Desci, e lá encontrei realmente monstros, grandes e poderosos. Não foi fácil a luta, principalmente porque desta vez eu estava sozinho, eu sentia dor, eu via com os meus olhos, eu falava pela minha boca e eu sentia na minha pele. Lá eu notei que a minha força era realmente minha, que tudo que ELE um dia foi, eu também era, e lutei. Não tenho certeza se matei os monstros, pois lutei no escuro, mas que eu assustei eles pra valer, aaah eu assustei. Porque, faz um tempinho eu não ouço um pio do fundo do poço, e quando eu passo lá pra ver, o silêncio respeitoso é perceptível. Essa vitória foi a maior da minha vida.

Mas em um aspecto, existe uma estigma muito grande em mim, uma cicatriz que diariamente eu passo a mão. Ele, me convenceu que eu era uma pessoa má. Eu, por outro lado, usando de todas as minhas armas, descobri que não era, na verdade. Mas que eu era impelido a desonestidade e a crueldade por medo, covardia de encarar a verdade e a dor. Encarar esta dor e passar a viver na minha pele enfim, fez com que eu desse valor a estar lúcido, e manter uma vigilância cada vez maior em qualquer possibilidade de eu viver uma ilusão novamente. De fechar a porta da realidade para os meus "ajudantes".

Mas a ferida de ouvir, de outros e de mim mesmo, que eu não era de confiança perdura. Eu ainda tenho marcada em mim cada uma das vezes que eu ouvi e disse para mim mesmo isso. Mas hoje, eu sei o que eu faço, porque não tenho intermediários para a minha existência, não vivo mediado por simulacros. Mas, ao se viver uma vez, passamos a desconfiar do que nós sentimos e pensamos. E esse foi o fantasma que restou, o da culpa. Sempre que eu reflito sobre os meus atos, o fantasma da culpa sussurra no meu ouvido: Viu, tu é mesmo tudo de pior, indigno, ridículo, fraco, traidor.
Mas eu não me deixo iludir mais, porque eu sei a verdade. E a verdade é a luz que manda embora qualquer ilusão, e eu me apego a ela como um filho medroso a uma mãe coruja. A verdade é a minha maior arma para lidar com os fantasmas da culpa. Com ela, eu passei a ter certeza do que eu sou, e do que eu quero. E independente do que a minha culpa fale, eu lembro que ela é somente uma voz vinda do passado, e que não encontra eco no que eu vivo hoje.

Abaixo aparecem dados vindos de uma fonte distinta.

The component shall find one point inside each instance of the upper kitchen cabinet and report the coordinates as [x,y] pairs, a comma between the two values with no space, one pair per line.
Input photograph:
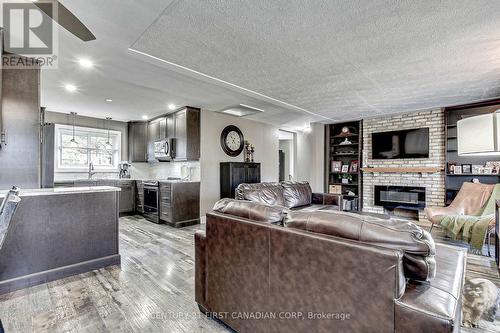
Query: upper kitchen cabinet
[137,141]
[187,134]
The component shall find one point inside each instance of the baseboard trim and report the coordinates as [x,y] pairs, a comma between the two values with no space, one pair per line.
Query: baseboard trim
[30,280]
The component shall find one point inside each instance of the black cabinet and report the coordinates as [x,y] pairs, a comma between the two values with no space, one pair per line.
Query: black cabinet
[179,203]
[186,124]
[234,173]
[137,141]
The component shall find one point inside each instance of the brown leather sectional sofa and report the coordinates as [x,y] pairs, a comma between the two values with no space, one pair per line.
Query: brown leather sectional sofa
[324,271]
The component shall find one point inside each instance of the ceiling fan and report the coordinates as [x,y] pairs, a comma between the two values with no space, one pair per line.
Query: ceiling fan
[65,19]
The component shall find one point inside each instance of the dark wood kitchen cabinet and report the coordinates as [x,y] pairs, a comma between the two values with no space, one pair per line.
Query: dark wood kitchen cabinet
[233,174]
[137,141]
[179,203]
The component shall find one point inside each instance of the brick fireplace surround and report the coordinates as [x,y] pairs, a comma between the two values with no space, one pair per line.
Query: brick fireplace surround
[434,183]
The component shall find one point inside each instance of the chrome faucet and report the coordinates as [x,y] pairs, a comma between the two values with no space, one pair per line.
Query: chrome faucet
[91,169]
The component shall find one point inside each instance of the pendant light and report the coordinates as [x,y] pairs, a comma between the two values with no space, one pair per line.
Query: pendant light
[73,142]
[479,135]
[109,146]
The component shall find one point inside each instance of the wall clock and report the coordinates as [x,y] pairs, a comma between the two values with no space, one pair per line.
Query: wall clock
[231,140]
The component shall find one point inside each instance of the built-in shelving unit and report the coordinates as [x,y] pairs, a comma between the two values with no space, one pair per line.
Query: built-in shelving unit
[453,115]
[337,150]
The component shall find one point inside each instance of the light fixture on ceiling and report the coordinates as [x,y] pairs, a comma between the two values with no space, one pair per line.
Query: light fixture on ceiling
[85,63]
[70,87]
[241,110]
[73,142]
[109,146]
[479,135]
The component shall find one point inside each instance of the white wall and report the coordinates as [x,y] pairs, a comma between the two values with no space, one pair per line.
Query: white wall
[310,157]
[263,137]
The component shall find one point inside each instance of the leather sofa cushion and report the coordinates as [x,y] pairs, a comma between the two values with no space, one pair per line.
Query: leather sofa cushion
[417,244]
[297,194]
[269,195]
[239,193]
[250,210]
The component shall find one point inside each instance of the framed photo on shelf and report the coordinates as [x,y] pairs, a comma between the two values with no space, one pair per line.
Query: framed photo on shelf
[495,165]
[466,168]
[336,166]
[335,189]
[353,167]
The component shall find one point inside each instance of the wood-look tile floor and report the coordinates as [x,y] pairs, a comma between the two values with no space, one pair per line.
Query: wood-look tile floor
[152,291]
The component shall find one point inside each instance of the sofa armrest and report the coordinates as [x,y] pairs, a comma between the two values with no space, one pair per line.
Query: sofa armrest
[200,269]
[327,199]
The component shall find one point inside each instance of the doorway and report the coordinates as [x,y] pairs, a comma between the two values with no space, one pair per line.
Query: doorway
[286,155]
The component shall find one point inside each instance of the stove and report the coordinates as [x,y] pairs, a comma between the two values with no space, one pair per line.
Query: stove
[151,201]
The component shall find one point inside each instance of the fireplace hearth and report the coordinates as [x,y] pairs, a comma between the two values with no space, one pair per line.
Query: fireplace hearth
[400,197]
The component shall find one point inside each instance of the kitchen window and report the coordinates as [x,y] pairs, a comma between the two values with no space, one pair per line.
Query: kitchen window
[89,145]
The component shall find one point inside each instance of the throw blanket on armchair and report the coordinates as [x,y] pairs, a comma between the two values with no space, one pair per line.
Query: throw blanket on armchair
[472,228]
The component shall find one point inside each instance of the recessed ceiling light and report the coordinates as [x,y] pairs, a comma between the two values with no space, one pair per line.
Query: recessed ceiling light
[70,88]
[85,63]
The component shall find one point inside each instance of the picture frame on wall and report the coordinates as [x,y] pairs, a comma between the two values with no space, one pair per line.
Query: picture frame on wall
[495,165]
[353,167]
[336,166]
[466,168]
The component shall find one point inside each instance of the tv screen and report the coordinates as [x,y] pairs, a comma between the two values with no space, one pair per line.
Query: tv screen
[412,143]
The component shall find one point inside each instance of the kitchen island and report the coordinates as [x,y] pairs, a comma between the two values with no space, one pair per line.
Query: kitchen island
[59,232]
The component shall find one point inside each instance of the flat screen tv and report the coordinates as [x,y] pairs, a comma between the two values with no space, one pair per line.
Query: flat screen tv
[413,143]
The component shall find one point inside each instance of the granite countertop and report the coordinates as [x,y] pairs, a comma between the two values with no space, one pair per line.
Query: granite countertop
[63,190]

Hoje, eu vivo e sinto de verdade, não tenho medo de encarar meus fantasmas. Não minto para mim, não alimento intermediários e nem pretendo adoçar as percepções ácidas que a vida me traz. ELE, não existe mais. O fantasma da culpa perdura, advindo de outros tempos, mas cada vez menos nítido, mais fraco. Pois de mãos dadas a Verdade, até a Esperança resolveu me visitar.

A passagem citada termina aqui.